――「え?…休み…?」
クラスマッチから1週間がたち、再来週には冬休みの補習がかかっている期末テストが待っているある日の金曜日。
いつも通りに教室に登校した私に、華ちゃんと久松くんから"高遠くんが今日は学校を休む"ことを伝えられた。
「どうして?…病気?」
『おう。昨日から熱でぶっ倒れて、今38℃あるらしい。』
「38℃っ…!?」
予想の上をいく高い数値に私は驚く。
今は11月下旬。来週には12月だし、外はもうすっかり冷え込んでいるし、風邪をひきやすい季節だけど…。

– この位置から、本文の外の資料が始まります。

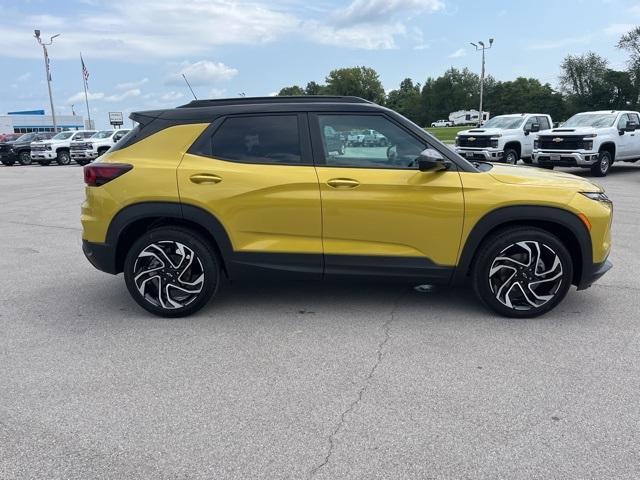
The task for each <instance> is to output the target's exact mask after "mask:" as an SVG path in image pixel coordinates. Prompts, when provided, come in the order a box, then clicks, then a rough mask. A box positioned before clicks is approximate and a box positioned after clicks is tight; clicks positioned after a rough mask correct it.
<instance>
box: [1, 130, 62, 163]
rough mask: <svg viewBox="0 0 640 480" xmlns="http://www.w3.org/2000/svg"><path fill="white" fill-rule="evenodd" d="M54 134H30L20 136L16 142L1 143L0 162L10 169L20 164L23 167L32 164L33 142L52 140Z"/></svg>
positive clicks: (12, 141)
mask: <svg viewBox="0 0 640 480" xmlns="http://www.w3.org/2000/svg"><path fill="white" fill-rule="evenodd" d="M52 135H53V133H49V132H30V133H25V134H22V135H20V136H19V137H18V138H17V139H16V140H10V141H7V142H2V143H0V161H2V164H3V165H6V166H8V167H10V166H12V165H14V164H15V163H16V162H19V163H20V164H21V165H30V164H31V142H34V141H41V140H46V139H48V138H51V136H52Z"/></svg>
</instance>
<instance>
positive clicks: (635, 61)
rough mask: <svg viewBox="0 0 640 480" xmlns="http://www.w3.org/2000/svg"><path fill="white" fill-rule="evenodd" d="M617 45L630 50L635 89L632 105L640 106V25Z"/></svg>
mask: <svg viewBox="0 0 640 480" xmlns="http://www.w3.org/2000/svg"><path fill="white" fill-rule="evenodd" d="M617 47H618V48H619V49H621V50H626V51H627V52H629V71H628V73H629V78H630V79H631V82H632V85H633V90H634V91H633V97H634V98H633V101H632V106H633V107H634V108H640V27H635V28H634V29H632V30H631V31H630V32H628V33H625V34H624V35H622V37H620V41H619V42H618V45H617Z"/></svg>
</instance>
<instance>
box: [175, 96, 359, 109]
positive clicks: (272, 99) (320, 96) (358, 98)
mask: <svg viewBox="0 0 640 480" xmlns="http://www.w3.org/2000/svg"><path fill="white" fill-rule="evenodd" d="M262 103H267V104H269V103H371V102H370V101H369V100H365V99H364V98H360V97H351V96H337V95H336V96H333V95H299V96H282V97H281V96H273V97H239V98H216V99H208V100H192V101H191V102H189V103H186V104H184V105H180V106H179V107H178V108H201V107H221V106H226V105H253V104H262Z"/></svg>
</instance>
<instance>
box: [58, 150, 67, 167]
mask: <svg viewBox="0 0 640 480" xmlns="http://www.w3.org/2000/svg"><path fill="white" fill-rule="evenodd" d="M56 162H58V165H69V164H70V163H71V155H69V152H67V151H66V150H60V151H59V152H58V155H57V157H56Z"/></svg>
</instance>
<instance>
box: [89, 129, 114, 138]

38℃は高すぎなんじゃ…大丈夫かなぁ?高遠くん…。と、とても心配になる。
『まっ、インフルじゃないだけマシだけどな。』
「あ…、そうなんだ?」
久松くんから手渡された携帯電話の画面には、久松くん宛ての高遠くんからのメールが映し出されていた。
そこには、風邪で38℃もあって今日は学校を休むと言うもの。
華ちゃんはバカも風邪をひくんだーと言って、久松くんにお前もだろ、と軽く叩かれていた。
『それでさ、小日向。』
「ん…?」
ありがと、と携帯電話を久松くんに渡した私に、久松くんは受け取りながら、あまり人には向けない笑顔で口を開いた。